Feuerwehr Sandbochum feiert 100-jähriges Bestehen und blickt mit Gottvertrauen in die Zukunft
Glaube hält Kameraden auf Kurs
Hamm. Wo früher Wasser mit Ledereimern, Pferdewagen und Löschketten zum Brandort transportiert wurden und Feuer mit Decken erstickt wurde, passiert das heute mit modernen Löschfahrzeugen und Löschmitteln. Auf 100 Jahre Feuerwehrgeschichte blickte jetzt der Löschzug Sandbochum zurück.
von Elisabeth Plamper
„Gott zur Ehr, dem nächsten zur Wehr“: Feuerwehrleute lassen jederzeit alles stehen und liegen, wenn der Piepser oder die Sirene geht, um anderen zu helfen, um zu retten, zu löschen, zu bergen, zu schützen. Und dieses „Allzeit bereit“ sei ein wichtiger Bestandteil des Selbstverständnisses. Diesen Gedanken nahm Hamms Bürgermeisterin Ulrike Wäsche in ihrer Rede während der offiziellen Feierstunde zum 100-jährigen Bestehen der Feuerwehr Sandbochum auf.

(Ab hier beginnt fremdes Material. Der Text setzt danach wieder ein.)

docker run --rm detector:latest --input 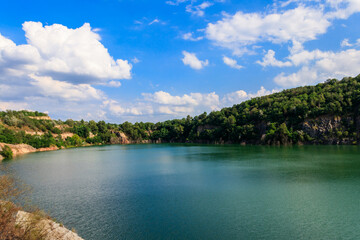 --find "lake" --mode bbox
[3,144,360,240]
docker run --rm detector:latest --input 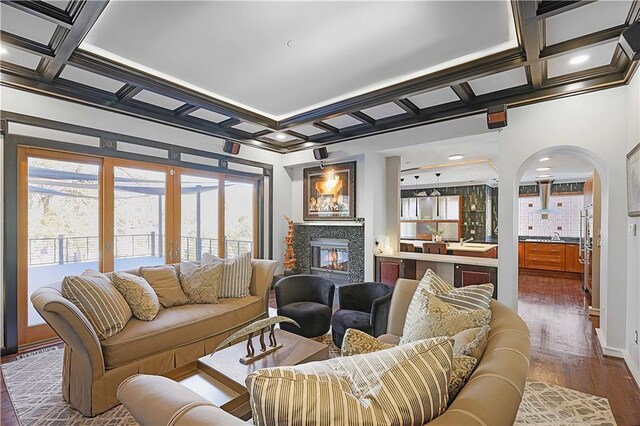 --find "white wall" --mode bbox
[625,69,640,384]
[0,86,291,274]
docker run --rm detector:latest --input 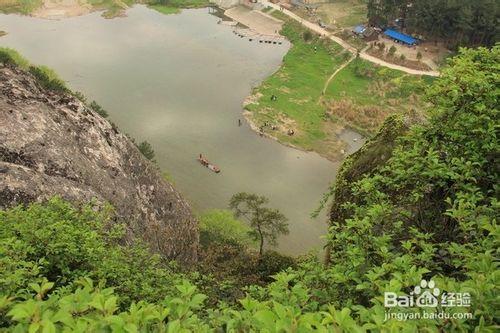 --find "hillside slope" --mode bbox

112: So lautet der Notruf der Feuerwehr unter dem Schutz des Heiligen St. Florian. Das Leben des Schutzpatrons der Feuerwehr und der Handwerker, die mit Feuer und Wasser zu tun haben, skizzierte Pfarrer Lothar Brieskorn von der Heilig-Kreuz-Gemeinde in Herringen in einem ökumenischen Feldgottesdienst. Die Mitglieder des Löschzuges Sandbochum feierten diesen gemeinsam mit ihren Gästen im Zelt auf dem Schützenplatz nahe der Feuerwache.
Den Auftrag der Feuerwehr und ihre Notrufnummer übertrug Pastorin Heike Park von der evangelischen Kirche in ihrer Predigt auf den Glauben an Gott. Auch dieser habe eine Notruf-Nummer, und nannte die Kennzahlen und Versnummern von Psalmen als Beispiel. So wie Feuerwehrleute in ihrem täglichen Leben die Aufmerksamkeit immer ein bisschen auf die Sirene oder auf den Piepser gerichtet haben, so sollten auch die Christen einen Teil ihrer Aufmerksamkeit immer auf Gott richten, appellierte die Pfarrerin. Insbesondere in der Notfallseelsorge zeige sich, wie hilfreich der Glaube in Ex-tremsituationen und bei der Trauerbewältigung sein könne.
Diese mentale und spirituelle Unterstützung nehmen auch die Feuerwehrkameraden dankbar an, denn nicht alles was sie bewegt, kann in die Familie getragen oder mit sich selbst ausgemacht werden. „Es tut einfach gut zu wissen, dass auch noch jemand da ist, der zuhören kann und wenn nötig, die richtigen Worte zur rechten Zeit findet“, weiß Löschgruppenführer Heiko Weber. „Unser Ziel ist, in Not geratenen Menschen zu helfen. Doch nicht immer können unsere Rettungsmaßnahmen erfolgreich abgeschlossen werden.“ Plötzlich werde klar, es wird ein Bergungseinsatz wie beispielsweise bei Verkehrsunfällen mit tödlichem Ausgang. „Dann sind wir dankbar für die Kraft, die wir aus der Kameradschaft erhalten, aus unserem Gottvertrauen schöpfen und für die seelsorgerische Unterstützung, auf die wir zurückgreifen können.“
Der feuerpolizeilichen Verordnung aus dem Jahr 1907 folgend, gründete sich 1910 die damals zehnköpfige Feuerwehr Sandbochum. 1925 wurde sie in eine freiwillige Feuerwehr mit 18 Feuerwehrleuten umgewandelt. Wurden zunächst das Wasser und die Wehrleute mit dem Pferdewagen zum Brandort gebracht, so erleichterte ab 1957 in Sandbochum ein Anhänger mit Motorspritze, der von einem Trecker gezogen wurde, die Löscharbeiten. Zehn Jahre später bekamen die Sandbochumer dann ihr erstes „richtiges“ Feuerwehrauto. Heute geht es mit einem modernen Löschfahrzeug zum Einsatz. Die Wehrleute werden auch nicht mehr nur im Brandfall gerufen, sondern sind auch bei Verkehrsunfällen vor Ort und leisten technische Hilfe. Derzeit hat die Feuerwehr Sandbochum 27 aktive Helfer.